G8 oder G9

Derzeit liegen in vielen Rathäusern Unterschriftenlisten aus -auch in Much-, um im Rahmen eines Bürgerbegehrens die Abschaffung des Abiturs nach acht Jahren Gymnasium und die Rückkehr zur alten Regelung zu erreichen. Die Verkürzung der Abiturzeit auf zwölf Jahre (G8) wird von vielen als Fehler angesehen. Um die Jahrtausendwende war das noch ganz anders: Damals galt die schnelle Schule als modern und effizient. Vergebens warnten Bildungsexperten vor überfüllten Stundenplänen und drohendem Qualitätsverlust. Jürgen Rüttgers, von 1994 bis 1998 Bildungsminister im Kabinett Kohl, beklagte sich 1998 in einem Interview: „Die Deutschen sind zu alt, wenn sie in den Beruf kommen“. Briten und Franzosen verließen die Universitäten angeblich schon mit 25 Jahren, die Deutschen seien durchschnittlich 28, so Rüttgers: „Die jungen Leute in Deutschland verlieren also drei Jahre im Vergleich zu ihren Kollegen im Ausland. Das sind drei Jahre, die sie im Berufsleben nicht einholen können.“Die Drohung, Deutschland könnte den Anschluss an eine globalisierte Gesellschaft verlieren, wirkte. Studium, Schule – alles sollte effizienter werden: Wer mit 17 die Schule verlässt, wäre mit Anfang 20 schon als Bachelor-Absolvent verfügbar für den Arbeitsmarkt, so das Argument der Verfechter der Schulzeitverkürzung.Schneller, höher, weiter – für diese Ambitionen aus Wirtschaft und Politik müssen die Schüler heute bezahlen. Bei der Einführung des Turbo-Abis im Jahr 2005 hat die damals in NRW regierende CDU-FDP-Koalition unter Jürgen Rüttgers einen gravierenden Konstruktionsfehler gemacht. Schwarz-Gelb hatte durchgesetzt, dass die Sekundarstufe I um ein Jahr verkürzt wird. Die drei Jahre Oberstufe hingegen blieben unangetastet. Ausgerechnet bei den Jüngeren, die während der Phase der Pubertät mit Selbstfindungs- und Reifeproblemen zu tun haben, die sich außer mit Schule auch in ihrer Freizeit mit Sport, musischen Hobbys oder ehrenamtlicher Tätigkeit beschäftigen möchten, führte dies nun zu einer „Verdichtung“ des Lernstoffes und zu all den Problemen mit G8.
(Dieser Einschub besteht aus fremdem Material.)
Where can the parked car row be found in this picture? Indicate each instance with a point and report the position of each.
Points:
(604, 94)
Die Verkürzung der Abiturzeit auf zwölf Jahre war fehlerhaft, weil die neue Schulstruktur völlig überstürzt eingeführt wurde und schlecht organisiert war. Es fehlten Schulbücher, die Lehrer machten einfach mit den gewohnten Lehrplänen weiter und verteilten einen Haufen Hausaufgaben. Und obwohl der Unterricht häufig bis weit in den Nachmittag verlängert wurde, fehlten Mensen. Doch seitdem ist viel passiert: Stundenpläne wurden entschlackt, Mensen gebaut, Hausaufgaben reduziert.

  • Ist es wirklich sinnvoll, alles wieder rückgängig zu machen? Bildungsexperten der Bertelsmann-Stiftung halten dies für falsch. Um Druck aus dem Lehrplan zu nehmen, müsse das achtjährige Abitur stattdessen an Ganztagsschulen gekoppelt werden, die ihren Namen verdienten.
  • Auch unter den Eltern ist das Bild nicht eindeutig. Zum Beispiel spricht sich die Landeselternschaft der Gymnasien in NRW gegen ein Zurück zum alten Abitur aus und erinnert daran, dass der Übergang von der Grundschule zum Gymnasium auch schon früher für Schüler und Eltern eine schwierige und belastende Zeit war. Vergleiche zeigen, dass die neuen Abiturienten nicht unbedingt schlechter abschneiden als diejenigen, die länger Zeit hatten.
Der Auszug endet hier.